Göran Bäcklund edited this page Feb 1, 2026 · 31 revisions

CSharpNumerics includes a lightweight, fully numerical machine learning framework designed for research, experimentation, and educational use. The focus is on transparency, mathematical clarity, and pipeline-based model evaluation — not black-box automation.

➡️ Pipeline Grid

All models are implemented directly on top of the library’s Matrix and Vector primitives.

Models can be combined with:

  • Scalers (e.g. StandardScaler)
  • Feature selectors (e.g. SelectKBest)
  • Cross-validation strategies
  • Hyperparameter search grids
var pipelineGrid = new PipelineGrid()
    .AddModel<RandomForest>(g => g
        .Add("NumTrees", 50, 100, 200)
        .Add("MaxDepth", 5, 8, 10))
    .AddModel<Logistic>(g => g
        .Add("LearningRate", 0.05, 0.1)
        .Add("MaxIterations", 1000, 2000)
        .AddScaler<StandardScaler>(s => { })
        .AddSelector<SelectKBest>(s => s
           .Add("K", 1, 2)))
    .AddModel<DecisionTree>(g => g
        .Add("MaxDepth", 3, 5, 8))
    .AddModel<KNearestNeighbors>(g => g
        .Add("K", 3, 5, 7));

CSharpNumerics supports multiple cross-validation strategies for time series and tabular data:


⏩ Rolling Cross-Validation

Train on first folds, validate on the next fold, then roll forward. Works for classification and regression.

Example visualization

Train: [1 2 3] | Test: [4]
Train: [1 2 3 4] | Test: [5]
Train: [1 2 3 4 5] | Test: [6]
...
var cv = new RollingCrossValidator(pipelineGrid);
var result = cv.Run(X, y); 
var bestModel = result.BestPipeline; 
var score = result.BestScore;

Key points:

  • Always respects temporal order
  • Prevents data leakage
  • Works well for time series forecasting

🔁 K-Fold Cross-Validation

Split data into K equally sized folds. Each fold is used once as test while remaining folds form the training set. Works for classification and regression on tabular data.

Visualization (K = 5)

Data: [ 1 2 3 4 5 ]

Fold 1: Train [2 3 4 5] | Test [1]
Fold 2: Train [1 3 4 5] | Test [2]
Fold 3: Train [1 2 4 5] | Test [3]
Fold 4: Train [1 2 3 5] | Test [4]
Fold 5: Train [1 2 3 4] | Test [5]
var cv = new KFoldCrossValidator(pipelineGrid, folds: 5);
var result = cv.Run(X, y);

var bestModel = result.BestPipeline;
var score = result.BestScore;

Key points:

  • Order of samples does not matter
  • No temporal assumptions
  • All samples are evaluated exactly once

🧮 Stratified K-Fold Cross-Validation

Used for classification with imbalanced classes. Ensures that each fold preserves the class proportions.

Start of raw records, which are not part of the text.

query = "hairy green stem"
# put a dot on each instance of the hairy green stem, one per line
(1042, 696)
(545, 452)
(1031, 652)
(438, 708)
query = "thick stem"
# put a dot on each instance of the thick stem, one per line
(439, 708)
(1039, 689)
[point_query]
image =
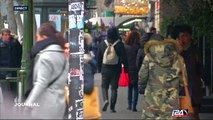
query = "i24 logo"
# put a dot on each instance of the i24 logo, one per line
(179, 113)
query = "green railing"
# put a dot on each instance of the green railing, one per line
(14, 79)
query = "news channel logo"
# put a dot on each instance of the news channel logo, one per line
(20, 8)
(180, 113)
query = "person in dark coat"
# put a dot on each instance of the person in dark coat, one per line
(132, 45)
(193, 61)
(10, 57)
(111, 73)
(145, 38)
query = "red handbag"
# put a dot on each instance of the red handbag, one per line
(124, 79)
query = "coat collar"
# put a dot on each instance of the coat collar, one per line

Example visualization (K = 5)

Class distribution in dataset: 90% class 0, 10% class 1

Fold 1: Train -> 80% class0 / 20% class1 | Test -> 90% class0 / 10% class1
Fold 2: Train -> 80% class0 / 20% class1 | Test -> 90% class0 / 10% class1
...
var cv = new StratifiedKFoldCrossValidator(pipelineGrid, folds: 5);
var result = cv.Run(X, y); // y contains class labels

var bestModel = result.BestPipeline;
var score = result.BestScore;

Key points:

  • Maintains class distribution in every fold
  • Works only for classification
  • Ideal for imbalanced datasets

🔀 ShuffleSplit Cross-Validation

Randomly splits data into a training set and a test set multiple times. Works for classification and regression. Unlike K-Fold, not all samples are guaranteed to appear in a test set.

Example visualization (3 splits, 20% test size)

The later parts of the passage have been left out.